In this project, our group aimed to:
-
Understand the current situation of the Houston Rockets basketball team, by mining and analyzing structured historical player statistics and unstructured text data from various social media platforms, and
-
Provide actionable, data-driven recommendations derived from our machine learning models to improve team performance and create a championship winning team.

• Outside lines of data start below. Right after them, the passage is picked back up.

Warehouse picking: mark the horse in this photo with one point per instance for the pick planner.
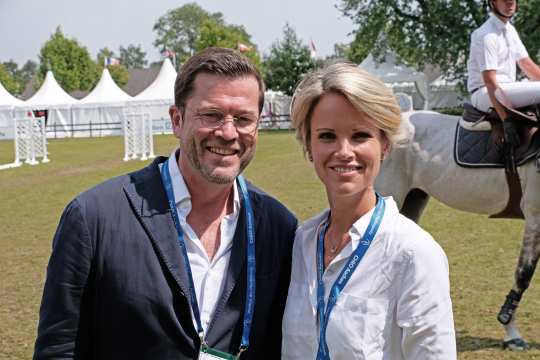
(422, 165)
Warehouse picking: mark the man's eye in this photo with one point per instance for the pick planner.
(241, 120)
(213, 117)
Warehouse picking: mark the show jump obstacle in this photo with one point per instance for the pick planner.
(30, 141)
(138, 138)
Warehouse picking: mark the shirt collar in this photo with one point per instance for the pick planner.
(498, 23)
(181, 192)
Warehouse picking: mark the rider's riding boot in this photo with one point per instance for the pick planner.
(510, 160)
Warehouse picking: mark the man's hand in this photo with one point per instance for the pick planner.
(511, 136)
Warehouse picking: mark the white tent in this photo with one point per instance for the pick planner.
(53, 98)
(100, 113)
(400, 78)
(275, 113)
(158, 97)
(443, 93)
(7, 102)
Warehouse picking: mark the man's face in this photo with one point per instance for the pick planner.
(505, 7)
(217, 154)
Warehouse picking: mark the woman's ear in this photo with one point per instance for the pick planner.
(386, 147)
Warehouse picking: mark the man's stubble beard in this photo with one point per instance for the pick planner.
(193, 157)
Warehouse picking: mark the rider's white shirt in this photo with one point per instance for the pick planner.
(395, 306)
(494, 46)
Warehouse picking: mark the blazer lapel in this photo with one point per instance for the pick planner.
(236, 263)
(149, 202)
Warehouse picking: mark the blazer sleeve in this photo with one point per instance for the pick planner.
(60, 334)
(278, 307)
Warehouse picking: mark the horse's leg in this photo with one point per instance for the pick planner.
(414, 204)
(530, 252)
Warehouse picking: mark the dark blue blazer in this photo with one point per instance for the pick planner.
(117, 288)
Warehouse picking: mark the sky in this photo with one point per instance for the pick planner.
(25, 25)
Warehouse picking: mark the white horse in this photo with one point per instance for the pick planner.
(424, 166)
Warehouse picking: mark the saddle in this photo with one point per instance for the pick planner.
(479, 138)
(479, 144)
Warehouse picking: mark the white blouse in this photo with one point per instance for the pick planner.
(395, 306)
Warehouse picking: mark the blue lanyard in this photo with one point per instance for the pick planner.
(344, 276)
(250, 229)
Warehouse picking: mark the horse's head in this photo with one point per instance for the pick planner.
(406, 131)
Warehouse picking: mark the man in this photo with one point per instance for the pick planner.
(178, 260)
(495, 50)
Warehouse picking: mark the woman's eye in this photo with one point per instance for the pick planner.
(326, 136)
(362, 135)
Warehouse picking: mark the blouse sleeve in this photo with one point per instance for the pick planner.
(424, 308)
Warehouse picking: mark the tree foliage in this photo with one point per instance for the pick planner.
(70, 62)
(118, 72)
(288, 61)
(179, 29)
(19, 76)
(214, 33)
(7, 80)
(133, 57)
(425, 32)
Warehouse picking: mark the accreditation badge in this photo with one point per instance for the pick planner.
(207, 353)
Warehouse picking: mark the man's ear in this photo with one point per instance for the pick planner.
(177, 120)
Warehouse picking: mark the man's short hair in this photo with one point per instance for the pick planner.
(215, 61)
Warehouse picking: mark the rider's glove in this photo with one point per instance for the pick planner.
(511, 136)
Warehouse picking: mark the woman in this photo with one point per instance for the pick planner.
(367, 283)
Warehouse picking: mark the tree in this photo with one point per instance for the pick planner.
(214, 33)
(21, 76)
(118, 72)
(423, 32)
(70, 62)
(179, 29)
(133, 57)
(7, 80)
(288, 61)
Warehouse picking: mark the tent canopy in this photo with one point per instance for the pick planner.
(6, 99)
(50, 94)
(106, 91)
(397, 75)
(162, 88)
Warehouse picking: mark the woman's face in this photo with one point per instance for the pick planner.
(346, 147)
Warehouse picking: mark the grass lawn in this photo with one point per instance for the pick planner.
(482, 254)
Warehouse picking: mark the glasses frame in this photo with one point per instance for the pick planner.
(204, 117)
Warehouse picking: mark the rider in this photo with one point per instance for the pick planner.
(495, 50)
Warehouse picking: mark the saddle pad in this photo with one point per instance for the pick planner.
(477, 149)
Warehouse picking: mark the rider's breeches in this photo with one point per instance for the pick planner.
(519, 93)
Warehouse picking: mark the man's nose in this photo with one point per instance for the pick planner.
(344, 150)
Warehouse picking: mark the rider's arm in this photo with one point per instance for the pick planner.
(530, 68)
(490, 80)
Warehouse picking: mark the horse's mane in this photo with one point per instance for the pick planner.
(405, 132)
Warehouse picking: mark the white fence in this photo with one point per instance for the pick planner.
(138, 137)
(30, 142)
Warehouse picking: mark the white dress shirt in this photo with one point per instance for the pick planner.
(208, 275)
(395, 306)
(494, 46)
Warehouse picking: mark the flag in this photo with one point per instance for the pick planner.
(111, 61)
(244, 47)
(312, 49)
(168, 53)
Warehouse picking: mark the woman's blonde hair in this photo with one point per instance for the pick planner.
(365, 92)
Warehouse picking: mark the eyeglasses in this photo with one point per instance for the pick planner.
(244, 124)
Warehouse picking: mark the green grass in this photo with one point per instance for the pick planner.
(482, 254)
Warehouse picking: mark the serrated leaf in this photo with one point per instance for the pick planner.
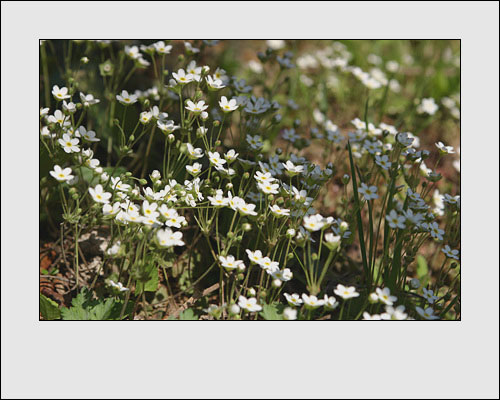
(188, 315)
(74, 314)
(271, 312)
(49, 308)
(422, 269)
(102, 311)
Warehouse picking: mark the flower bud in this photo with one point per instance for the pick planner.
(234, 309)
(415, 283)
(373, 298)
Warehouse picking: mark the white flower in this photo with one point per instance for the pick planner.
(384, 295)
(228, 106)
(145, 117)
(60, 94)
(289, 314)
(196, 108)
(99, 195)
(69, 107)
(87, 135)
(312, 301)
(449, 252)
(383, 161)
(125, 98)
(255, 142)
(69, 145)
(279, 212)
(183, 78)
(230, 262)
(331, 302)
(368, 317)
(108, 209)
(116, 183)
(190, 48)
(283, 275)
(346, 292)
(167, 126)
(332, 241)
(216, 160)
(175, 221)
(149, 209)
(404, 139)
(194, 169)
(314, 222)
(428, 313)
(62, 175)
(264, 177)
(268, 188)
(445, 149)
(231, 155)
(254, 256)
(392, 313)
(194, 153)
(395, 220)
(427, 106)
(368, 192)
(247, 209)
(219, 200)
(294, 299)
(429, 296)
(292, 169)
(132, 52)
(436, 233)
(234, 201)
(88, 100)
(268, 265)
(214, 83)
(249, 305)
(168, 238)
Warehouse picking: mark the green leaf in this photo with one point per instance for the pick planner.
(74, 314)
(49, 308)
(422, 269)
(188, 315)
(272, 312)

There are 3 main folders in this project,
- Player Performance Prediction
- Eric_Gordon.xlsx - Data for Eric Gordon
- Player_Performance_Prediction.ipynb - Notebook for Player Performance Prediction
- Reddit Sentiment Analysis and Play - by - Play Prediction
- NBA_Analytics.ipynb - Notebook for predicting outcome of game
- Reddit Public Sentiment - Scraping and Sentiment Analysis.ipynb - Notebook for web-scraping reddit posts
- WebScraping_PlaybyPlay.ipynb - Notebook for web-scraping basketball-reference.com play-by-play data
- master_datasheet.xlsx - dataset of all team and player information
- nba_games_data_sentimentanalysis_weighted.csv - dataset with twitter sentiment scores
- play-by-play-2022-04-10.json - dataset for play-by-play information
- reddit_scrape_posts.json - dataset for reddit posts
- reddit_sentiment.csv - dataset for reddit sentiment dates
- reddit_sentiment_scores.json - dataset for reddit sentiment scores
- Twitter Sentiment Analysis and Topic Modelling
- NBA Reporter Twitter Data Mining.ipynb - Notebook for web-scraping twitter reporters
- NBA Reporters.xlsx - dataset for twitter reporters
- Twitter_Data_Pre_Processing_and_Topic_Modelling.ipynb - Notebook for twitter sentiment scores and topic modelling
- nba_games.xlsx - dataset for nba games
- nba_games_data_sentimentanalysis_weighted.csv - dataset for nba games twitter sentiment scores
As our team utilized both Google Colab and Jupyter Notebook for development, please edit the file paths accordingly to load the relevant datasets that are in the same folder.